It will still take at least a few years to rectify the flawed Mecklenburg County 2011 property revaluation. But Gov. Pat McCrory’s signing last week of a local bill mandating a redo of the appraisal and refunds to overbilled taxpayers at least puts the end of this debacle in sight.

This should be a humbling experience for Mecklenburg County officials. Their poor management and lack of diligence in updating the county’s property database – it hadn’t been updated in an astounding 17 years – set the stage for the error-plagued revaluation. An independent consultant has said as much as 40 percent of the data could be wrong.

Former County Manager Harry Jones compounded the problem with his initial cavalier response to taxpayer complaints. He pooh-poohed calls for an independent audit, saying it was “neither necessary nor appropriate” and would serve no purpose.

County commissioners called for the audit anyway, and it unearthed the breadth of the defective evaluation.

Jones later admitted being wrong about the need for an audit. But the revaluation mess became an albatross he couldn’t shake. It was likely a key factor in his firing in May.

Yet, some county officials still won’t acknowledge the depth and seriousness of the county’s lapse. Interim County Manager Bobbie Shields, who is also the interim tax assessor, has rejected the label “flawed” to describe the 2011 revaluation, preferring to call it instead “a bad revaluation” because of poor customer service. He’s said there would have been a better outcome if “we had paid more attention to customer service.”

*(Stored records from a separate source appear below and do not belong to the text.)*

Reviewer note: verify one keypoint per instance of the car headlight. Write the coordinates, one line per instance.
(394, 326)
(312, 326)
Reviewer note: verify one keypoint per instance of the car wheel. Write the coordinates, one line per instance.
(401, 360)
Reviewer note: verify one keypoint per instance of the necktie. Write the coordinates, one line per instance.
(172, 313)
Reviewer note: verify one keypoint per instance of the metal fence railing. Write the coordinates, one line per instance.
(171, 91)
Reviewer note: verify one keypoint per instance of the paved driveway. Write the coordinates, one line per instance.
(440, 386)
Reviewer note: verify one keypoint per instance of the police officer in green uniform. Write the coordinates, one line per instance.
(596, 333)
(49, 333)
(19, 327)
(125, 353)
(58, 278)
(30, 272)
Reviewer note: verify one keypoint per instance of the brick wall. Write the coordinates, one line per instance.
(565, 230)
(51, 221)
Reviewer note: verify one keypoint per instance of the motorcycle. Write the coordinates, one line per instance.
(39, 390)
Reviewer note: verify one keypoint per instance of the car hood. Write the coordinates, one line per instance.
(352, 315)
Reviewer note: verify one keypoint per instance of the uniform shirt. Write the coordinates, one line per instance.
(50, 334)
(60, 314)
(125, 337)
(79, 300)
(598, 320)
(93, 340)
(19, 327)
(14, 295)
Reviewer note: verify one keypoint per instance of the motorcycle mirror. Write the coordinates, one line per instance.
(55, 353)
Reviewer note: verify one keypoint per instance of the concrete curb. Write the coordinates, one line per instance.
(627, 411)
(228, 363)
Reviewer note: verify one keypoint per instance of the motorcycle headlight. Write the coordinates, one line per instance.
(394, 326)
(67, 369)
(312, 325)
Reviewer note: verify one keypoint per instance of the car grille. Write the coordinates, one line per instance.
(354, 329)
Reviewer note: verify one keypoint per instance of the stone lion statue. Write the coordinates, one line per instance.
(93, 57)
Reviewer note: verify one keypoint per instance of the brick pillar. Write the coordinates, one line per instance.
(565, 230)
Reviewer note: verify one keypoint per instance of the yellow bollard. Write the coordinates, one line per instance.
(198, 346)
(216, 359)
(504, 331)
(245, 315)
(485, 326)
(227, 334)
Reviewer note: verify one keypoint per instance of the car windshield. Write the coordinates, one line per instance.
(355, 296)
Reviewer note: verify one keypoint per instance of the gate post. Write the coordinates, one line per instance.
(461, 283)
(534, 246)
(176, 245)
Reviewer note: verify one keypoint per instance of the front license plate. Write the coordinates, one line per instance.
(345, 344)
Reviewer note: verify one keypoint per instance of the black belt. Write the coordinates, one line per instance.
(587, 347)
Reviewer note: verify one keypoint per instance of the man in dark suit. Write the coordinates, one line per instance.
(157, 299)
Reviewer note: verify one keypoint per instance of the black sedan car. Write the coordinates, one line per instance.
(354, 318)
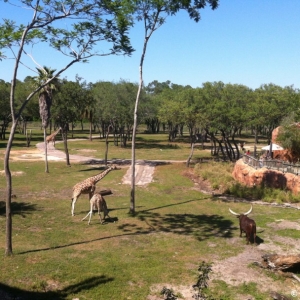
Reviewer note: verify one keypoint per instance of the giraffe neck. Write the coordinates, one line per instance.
(101, 175)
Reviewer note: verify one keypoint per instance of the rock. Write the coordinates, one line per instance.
(250, 177)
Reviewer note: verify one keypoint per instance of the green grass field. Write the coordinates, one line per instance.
(57, 256)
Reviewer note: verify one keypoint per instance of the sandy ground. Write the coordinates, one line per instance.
(233, 270)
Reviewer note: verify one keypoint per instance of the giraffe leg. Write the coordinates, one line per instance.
(99, 213)
(73, 205)
(90, 214)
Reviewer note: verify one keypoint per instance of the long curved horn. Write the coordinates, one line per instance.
(233, 212)
(248, 212)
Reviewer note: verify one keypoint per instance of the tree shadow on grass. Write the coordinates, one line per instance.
(87, 284)
(200, 226)
(18, 208)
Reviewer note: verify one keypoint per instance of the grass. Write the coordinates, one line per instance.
(57, 256)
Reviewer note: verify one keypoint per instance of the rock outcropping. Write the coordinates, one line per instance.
(251, 177)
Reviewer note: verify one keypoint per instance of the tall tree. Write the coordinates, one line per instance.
(153, 14)
(45, 102)
(93, 22)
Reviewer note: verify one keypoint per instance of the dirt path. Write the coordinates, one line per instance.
(143, 170)
(233, 270)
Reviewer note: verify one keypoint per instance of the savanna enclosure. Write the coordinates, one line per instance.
(182, 219)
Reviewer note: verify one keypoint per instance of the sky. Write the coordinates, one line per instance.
(249, 42)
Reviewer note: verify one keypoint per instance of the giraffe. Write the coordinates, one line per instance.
(97, 201)
(51, 137)
(88, 186)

There’s no doubt the county failed at customer service. But the bigger failure was maintaining a severely out-of-date property database. Appraisers weren’t even actually looking at each parcel of property to help assess its value. If not for the outcry from citizens, which spawned an audit, that might still be the case.

To comply with the new law, Mecklenburg must conduct an appraisal within 18 months. Shields says he’ll recommend hiring an appraisal company rather than have the county do it. The county would have to hire 59 appraisers, he said.

The law rightly mandates refunds with interest for those property owners who were overbilled. It also rightly requires new tax bills be sent to those whose properties were undervalued but no penalties.

Unfortunately, it might be 2017 or even 2019 before many taxpayers get a resolution. Officials say it will take that long to get the database corrected and new values set. But Shields said the county won’t wait until all parcels have been reviewed before sending out refunds.

That’s good. Mecklenburg residents should not have to wait a minute longer than necessary to get money owed to them because of the county’s failings.

This will cost the county. Officials have said refunds will likely come from the county’s fund balance (savings account) and that the county tax base will shrink by $1.9 billion as adjustments are made to thousands of overvalued properties.

The Mecklenburg legislative delegation, with Republican state Sen. Jeff Tarte of Cornelius taking the lead, deserves a nod for the rare bipartisan effort in getting this bill done. Now county leaders must go the last mile, ensuring not only that taxpayers get their due in a timely fashion, but that processes are in place to prevent this from ever happening again.